Re: [PR] [SPARK-49021][SS] Add support for reading transformWithState value state variables with state data source reader [spark]

via GitHub Thu, 08 Aug 2024 15:44:25 -0700


jingz-db commented on code in PR #47574:
URL: https://github.com/apache/spark/pull/47574#discussion_r1710383400



##########
sql/core/src/main/scala/org/apache/spark/sql/execution/datasources/v2/state/StateDataSource.scala:
##########
@@ -52,32 +54,163 @@ class StateDataSource extends TableProvider with 
DataSourceRegister {
 
   override def shortName(): String = "statestore"
 
+  private var stateStoreMetadata: Option[Array[StateMetadataTableEntry]] = None
+
+  private var keyStateEncoderSpecOpt: Option[KeyStateEncoderSpec] = None
+
+  private var transformWithStateVariableInfoOpt: 
Option[TransformWithStateVariableInfo] = None
+
+  private def runStateVarChecks(
+      sourceOptions: StateSourceOptions,
+      stateStoreMetadata: Array[StateMetadataTableEntry]): Unit = {
+    val twsShortName = "transformWithStateExec"
+    if (sourceOptions.stateVarName.isDefined) {
+      // Perform checks for transformWithState operator in case state variable 
name is provided
+      require(stateStoreMetadata.size == 1)
+      val opMetadata = stateStoreMetadata.head
+      if (opMetadata.operatorName != twsShortName) {
+        // if we are trying to query state source with state variable name, 
then the operator
+        // should be transformWithState
+        val errorMsg = "Providing state variable names is only supported with 
the " +
+          s"transformWithState operator. Found 
operator=${opMetadata.operatorName}. " +
+          s"Please remove this option and re-run the query."

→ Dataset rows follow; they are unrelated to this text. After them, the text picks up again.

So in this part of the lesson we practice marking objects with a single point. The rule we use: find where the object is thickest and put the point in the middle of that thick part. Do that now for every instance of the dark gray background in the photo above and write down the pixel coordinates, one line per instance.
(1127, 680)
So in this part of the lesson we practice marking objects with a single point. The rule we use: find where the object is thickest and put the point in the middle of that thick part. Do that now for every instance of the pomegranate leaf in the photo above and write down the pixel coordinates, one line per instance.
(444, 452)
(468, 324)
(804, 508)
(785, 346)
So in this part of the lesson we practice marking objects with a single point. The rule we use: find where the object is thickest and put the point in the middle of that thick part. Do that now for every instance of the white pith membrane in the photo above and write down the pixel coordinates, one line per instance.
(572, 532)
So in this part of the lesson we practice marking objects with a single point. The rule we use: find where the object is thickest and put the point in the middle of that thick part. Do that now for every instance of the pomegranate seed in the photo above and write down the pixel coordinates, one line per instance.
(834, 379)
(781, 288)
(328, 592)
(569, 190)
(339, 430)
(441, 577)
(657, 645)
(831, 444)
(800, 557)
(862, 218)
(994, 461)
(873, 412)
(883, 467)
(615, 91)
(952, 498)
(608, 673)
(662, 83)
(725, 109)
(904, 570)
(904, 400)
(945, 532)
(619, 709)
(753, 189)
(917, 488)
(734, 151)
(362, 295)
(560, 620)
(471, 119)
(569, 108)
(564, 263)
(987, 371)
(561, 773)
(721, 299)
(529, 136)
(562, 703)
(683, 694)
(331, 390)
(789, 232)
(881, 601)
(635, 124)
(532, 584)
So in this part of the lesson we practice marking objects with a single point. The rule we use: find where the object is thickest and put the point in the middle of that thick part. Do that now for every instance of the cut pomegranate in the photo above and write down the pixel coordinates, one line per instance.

+        throw StateDataSourceErrors.invalidOptionValue(STATE_VAR_NAME, 
errorMsg)
+      }
+
+      // if the operator is transformWithState, but the operator properties 
are empty, then
+      // the user has not defined any state variables for the operator
+      val operatorProperties = opMetadata.operatorPropertiesJson
+      if (operatorProperties.isEmpty) {
+        throw StateDataSourceErrors.invalidOptionValue(STATE_VAR_NAME,
+          "No state variable names are defined for the transformWithState 
operator")
+      }
+
+      // if the state variable is not one of the defined/available state 
variables, then we
+      // fail the query
+      val stateVarName = sourceOptions.stateVarName.get
+      val twsOperatorProperties = 
TransformWithStateOperatorProperties.fromJson(operatorProperties)

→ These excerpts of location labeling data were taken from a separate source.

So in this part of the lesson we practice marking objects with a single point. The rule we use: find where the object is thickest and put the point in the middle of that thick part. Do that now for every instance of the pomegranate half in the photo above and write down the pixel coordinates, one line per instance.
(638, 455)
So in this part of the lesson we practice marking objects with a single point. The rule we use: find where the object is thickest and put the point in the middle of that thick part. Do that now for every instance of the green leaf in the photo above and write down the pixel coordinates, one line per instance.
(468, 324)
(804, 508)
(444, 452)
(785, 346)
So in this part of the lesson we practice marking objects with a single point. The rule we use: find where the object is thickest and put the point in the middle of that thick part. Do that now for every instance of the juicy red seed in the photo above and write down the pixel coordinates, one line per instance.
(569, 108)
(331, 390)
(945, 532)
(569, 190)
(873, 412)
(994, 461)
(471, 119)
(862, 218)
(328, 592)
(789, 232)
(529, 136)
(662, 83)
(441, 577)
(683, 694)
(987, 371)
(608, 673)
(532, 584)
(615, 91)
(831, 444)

+      val stateVars = twsOperatorProperties.stateVariables
+      if (stateVars.filter(stateVar => stateVar.stateName == 
stateVarName).size != 1) {
+        throw StateDataSourceErrors.invalidOptionValue(STATE_VAR_NAME,
+          s"State variable $stateVarName is not defined for the 
transformWithState operator.")
+      }
+    } else {
+      // if the operator is transformWithState, then a state variable argument 
is mandatory
+      if (stateStoreMetadata.size == 1 &&
+        stateStoreMetadata.head.operatorName == twsShortName) {
+        throw StateDataSourceErrors.requiredOptionUnspecified("stateVarName")
+      }
+    }
+  }
+
+  private def getStateStoreMetadata(stateSourceOptions: StateSourceOptions):
+    Array[StateMetadataTableEntry] = {
+    val allStateStoreMetadata = new StateMetadataPartitionReader(
+      stateSourceOptions.stateCheckpointLocation.getParent.toString,
+      serializedHadoopConf, stateSourceOptions.batchId).stateMetadata.toArray
+    val stateStoreMetadata = allStateStoreMetadata.filter { entry =>
+      entry.operatorId == stateSourceOptions.operatorId &&
+        entry.stateStoreName == stateSourceOptions.storeName
+    }
+    stateStoreMetadata
+  }
+
+  private def getStoreMetadataAndRunChecks(stateSourceOptions: 
StateSourceOptions): Unit = {
+    if (stateStoreMetadata.isEmpty) {
+      stateStoreMetadata = Some(getStateStoreMetadata(stateSourceOptions))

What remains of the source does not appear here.